Learned v. Vandenburgh

Harris, Justice.

The proceedings upon attachments, under the Code., are the same as those prescribed by previous statutes in respect to attachments against foreign corporations (2 R. S. 459, § 15, et seq.; Sess. Laws, 1842, p. 227). Indeed, the provisions of the Code relating to attachments, are substantially copied from these statutes. One essential difference, however, is, that the attachment against a foreign corporation, issued under the provisions of the Revised Statutes, required the sheriff to attach all the estate, real and personal, of the corporation, while the warrant under the code, as now amended, requires the sheriff to attach all the property of the defendant, or so much thereof as may be sufficient to satisfy the plaintiff’s demand, See. In this case, the sheriff, in accordance with this new provision, attached *381only the personal property of the defendant by virtue of the attachments issued prior to the 17th of April, believing, as may be supposed, that such personal property would be sufficient to satisfy the judgments which might be recovered in those actions. But when the attachment in favor of Mallory & Ingalls came into his hands, he added to the property already seized, the real estate of the defendant. The property attached having been sold, and the personal property having proved insufficient to satisfy the demands upon which attachments had been issued before the 17th of April, the question arises, what disposition shall be made of the proceeds of the real estate.

The object of the attachment for which the Code provides, is to give the creditor a lien upon property of his debtor sufficient to satisfy his demand, before he recovers judgment; or, as it is expressed in the 327th section of the Code, to provide “ a security for the satisfaction of such judgment as the plaintff may recover.” The sheriff upon receiving the attachment is required to proceed immediately to execute it, by attaching the property of the defendant, or at least enough to satisfy the plaintiff’s demand, with costs and expenses. For this purpose, he must, with the assistance of two disinterested freeholders, make an inventory of the property seized, with an appraisal of the personal property, and a specification of such articles as are perishable, and within ten days return the same to the judge by whom the attachment was issued (Code, § 232; 2 R. S. 488). For the purpose of securing the lien upon real estate it is only necessary that it should be included in the inventory returned by the sheriff. “ It is settled, says Shaw, Ch. J., in Taylor vs. Mixter, (11 Pick. 341), that in order to make a valid attachment, the officer is under no necessity to enter upon the land, or see it, or go into its vicinity; nor is it necessary that he should do any act, other than return that he has attached the land.” It would be idle to require the sheriff to do any thing more. The title and the right of possession still remains in the debtor—ad impossibilia out vana, lex non cogit. The mere return of the sheriff that he has attached the land is enough to secure a lien for the creditor, to be enforced when he shall obtain judgment.

In respect to personal property, it is otherwise. To render the *382seizure effectual, it must be accompanied by possession. The sheriff is bound to see that it is safely kept to satisfy the judgment which the creditor may recover. He must, therefore, not only seize the property, but take it into his custody.
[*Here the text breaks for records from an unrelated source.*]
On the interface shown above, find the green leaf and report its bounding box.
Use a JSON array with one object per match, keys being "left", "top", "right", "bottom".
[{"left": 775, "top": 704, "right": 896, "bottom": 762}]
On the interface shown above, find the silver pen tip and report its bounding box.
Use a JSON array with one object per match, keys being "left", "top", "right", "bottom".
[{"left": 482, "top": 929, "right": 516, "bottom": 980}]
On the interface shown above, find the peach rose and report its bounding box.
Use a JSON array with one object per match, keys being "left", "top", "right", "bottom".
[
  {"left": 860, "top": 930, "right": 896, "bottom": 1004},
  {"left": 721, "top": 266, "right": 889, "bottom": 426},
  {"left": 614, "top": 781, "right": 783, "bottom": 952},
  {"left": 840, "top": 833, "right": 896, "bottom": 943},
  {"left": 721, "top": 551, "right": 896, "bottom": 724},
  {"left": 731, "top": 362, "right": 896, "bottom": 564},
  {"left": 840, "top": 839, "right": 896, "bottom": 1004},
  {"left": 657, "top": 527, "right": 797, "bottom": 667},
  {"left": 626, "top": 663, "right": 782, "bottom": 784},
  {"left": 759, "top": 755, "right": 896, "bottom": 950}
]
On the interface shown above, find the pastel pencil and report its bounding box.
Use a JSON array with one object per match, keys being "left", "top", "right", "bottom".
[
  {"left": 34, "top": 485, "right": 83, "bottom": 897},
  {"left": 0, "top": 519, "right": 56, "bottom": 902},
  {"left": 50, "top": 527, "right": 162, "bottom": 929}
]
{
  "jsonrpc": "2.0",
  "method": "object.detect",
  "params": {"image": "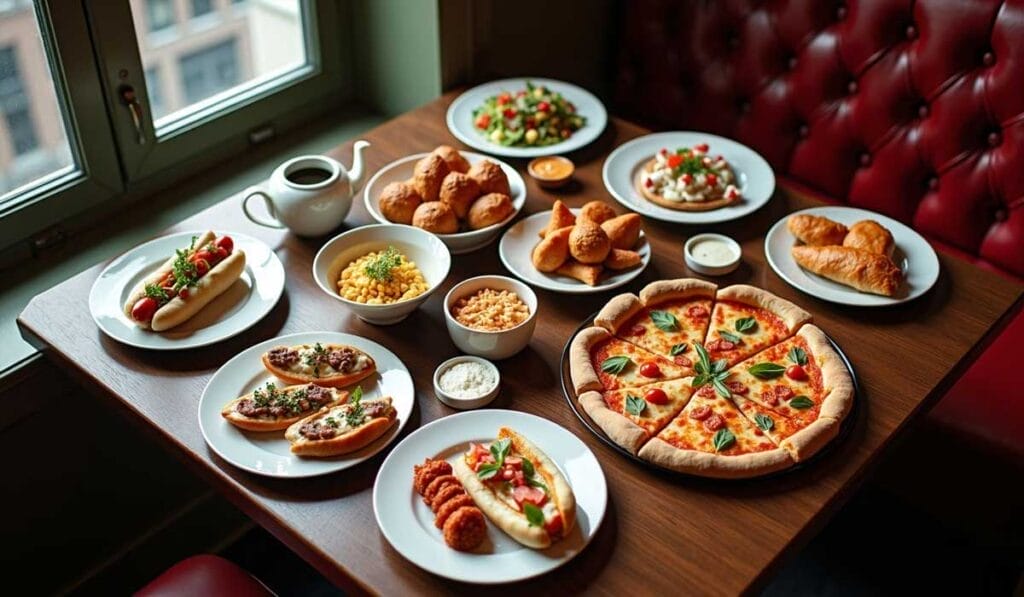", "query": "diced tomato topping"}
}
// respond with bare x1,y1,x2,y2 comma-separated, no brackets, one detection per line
640,363,662,377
Upon the question whether or not any specific property, real or personal, has been attached, the inventory returned by the sheriff must be conclusive; if no inventory be returned, other proof may, perhaps, be resorted to, and when several attachments have been served upon the same property, the priority of their respective liens must be determined, I suppose, by the order in which the attachments were delivered to the sheriff In order to make the lien of an attachment upon real estate effectual, as against bona fide purchasers or incumbrancers, I think it would be necessary to file the notice prescribed by the 132d section of the Code.

With these principles before us, there is no great difficulty in determining the questions involved in this motion. The sheriff having contented himelf with attaching merely the personal property of the defendant under the attachments issued prior to the 17th of April, it follows that the plaintiffs in those attachments acquired no lien upon the real estate. Whether by omitting to serve the attachments on the real estate of the defendant, the sheriff has rendered himself liable to the plaintiffs who have been prejudiced by such omission, I need not now inquire. No lien having been secured by these attachments, the real estate was left free for the operation of the attachment in favor of Mallory & Ingalls, on whose behalf alone it was attached. Neither of the parties to this application, therefore, as the facts now appear, is entitled to the moneys in the hands of the sheriff. The motion, of course, can not be granted.